Smedley looked at him. “That’s proof of nothing.”
“Of, perhaps, a state of mind?”
“You’re saying that she knew where she was going, what she was planning to do, and Nicholas didn’t?”
Rutledge watched the light and shadows play on the upper windows of the rectory, a bird’s flight reflected in them, and the movement of the apple tree’s higher branches. “I’m saying that she was prepared. He wasn’t.”
“Or it might be that her poetry was terribly important. And his ships weren’t. He could leave those, in safety.”
Which brought Rutledge back again to those literary papers.

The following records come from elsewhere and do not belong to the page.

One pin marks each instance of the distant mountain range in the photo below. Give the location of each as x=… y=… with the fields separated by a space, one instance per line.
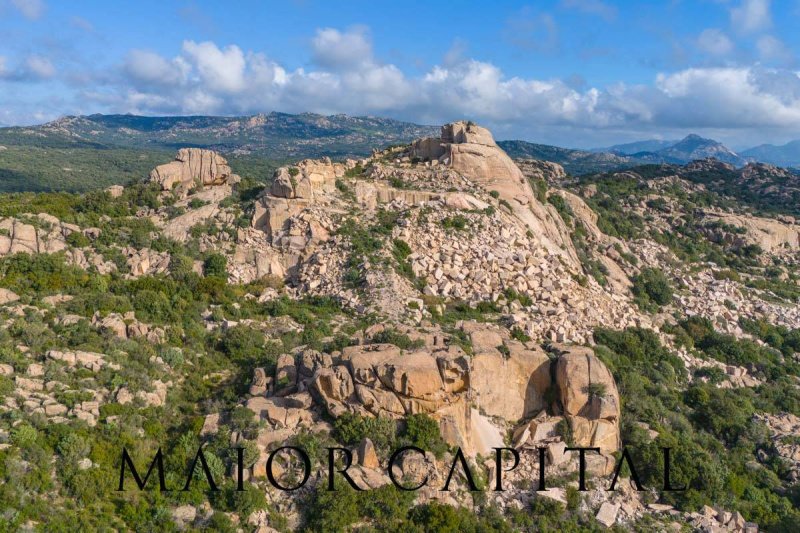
x=278 y=136
x=690 y=148
x=787 y=155
x=66 y=154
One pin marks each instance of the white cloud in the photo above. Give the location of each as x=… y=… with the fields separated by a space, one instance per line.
x=751 y=16
x=592 y=7
x=40 y=67
x=341 y=50
x=713 y=41
x=219 y=69
x=148 y=68
x=33 y=68
x=772 y=48
x=30 y=9
x=208 y=79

He walked to the Hall after dinner and stood looking up at the house in the golden shadows of the westering sun. He could hear sea birds calling, and somewhere a jackdaw singing lyrically. In his mind’s eye, ghosts of the people who’d made the Hall a home stirred and moved about the lawns, laughing and talking and bringing life to the scene. To the emptiness.
Someone said, behind him, “They’ve not left-”
He turned to find the old woman, and remembered her name this time. Rachel had called her Sadie.
“No,” he said. Then, playing her game, he asked, “Which ones do you see? Is Anne there?”